When `requirements.txt` doesn't change, and the available versions don't change, it should be faster. Because programmers will change the code much more often than the dependencies in `requirements.txt`.
You can remove the first COPY line and move the second before the `RUN pip install` line and it should still work, but be slower.
Side note: consider using entry point instead of cmd
Why? I hate those images!
Why would you want to allow users by 'default' to change which script is running? Goal is to reduce complexity; by allowing users to act on arguments only; users are abstracted away from knowing which executable/script they have to run.
Goal of the container is to do one thing, this in particular has a goal of running main.py. why would you wish to change its purpose in runtime? Why do you want to bother to remember which one is it, especially when the next version could switch to main2.py; thus failing your deployment?
If absolutely necessary, override entry point.
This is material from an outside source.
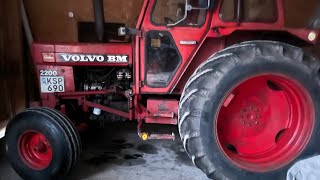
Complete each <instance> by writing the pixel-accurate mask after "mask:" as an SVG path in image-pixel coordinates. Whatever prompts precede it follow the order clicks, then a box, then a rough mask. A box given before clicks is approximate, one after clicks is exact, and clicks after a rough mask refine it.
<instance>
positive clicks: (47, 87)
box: [40, 76, 65, 93]
mask: <svg viewBox="0 0 320 180" xmlns="http://www.w3.org/2000/svg"><path fill="white" fill-rule="evenodd" d="M40 85H41V92H42V93H54V92H64V91H65V88H64V78H63V77H62V76H40Z"/></svg>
Otherwise, act on arguments only.
E: of course tooling images are a different beast, in python base image you'd wish to use command only; because you want to use either pip or python. Though I'd argue, that the final image shouldn't even have pip; but i doubt there is such image available:)
I consider the entry point images inferior because the audience is technical and entry points make it so much harder to interact with the image.
I’ve seen too many cases where the “single purpose” that the creator of the image thought of just was not the most important one.
Being able to easily interrogate the current runtime is often more important that to run an arguments only image.
I’d argue that less people know how to get into an image with an entry point than there are people who how to run the command for an image without entry point.
On this account any abstraction is unnecessary, because 'audience is technical'. :)
Do as you wish, but I consider end images forcing you to know the executable as a problem.
A CMD does not force me to know it but allows me to use a less surprising method to run something else.
At any point when you wish to use additional arguments you have to specify executable; and as such the abstraction is lost. I do understand your point, but let's keep to the facts. :)
Where did I deviate from facts?
This is, after all, a matter of opinion what’s easier to use.
I’ve almost never had an image where the entry point was enough and overriding to get into the image requires more knowledge that not having an entry point.
A CMD provides a good default to run the directly intended thing while keeping it easy to get I to a shell or run a modified command.
An entry point only makes it easier to add new arguments but nothing else and `docker run … /bin/sh` almost always fails or doesn’t do what’s expected.
An entry point is also harder to reset than a command.
That’s why an entry point is, in my opinion easier to just use a command and type out what should be run if you modify the thing that should be run.
Which of these _behaviors_ are factually false?
Whether it is easier is up for debate, but the behavior describes (getting into the image or resetting the entry point in a subsequent layer is more complex with entry points than with CMDs.
> A CMD does not force me to know
It does, as soon as you try to pass any argument. This (single) thing is factually false. The rest is a matter of opinion; especially considering that spec does not recommend one over the other
> I’ve almost never had an image where the entry point was enough and overriding to get into the image requires more knowledge that not having an entry point.
By far most of the deployments in k8s/helm workloads - and any containerized application (Not tool!) require no arguments. One that I actually remember was MSSSQL2012 to enable error logs. Not one requred change to the entrypoint.
> An entry point is also harder to reset than a command.
I don't get this point. varargs vs parameter, if one is 'harder than the other'...
What's the point of
`RUN pip install --no-cache-dir -U pip`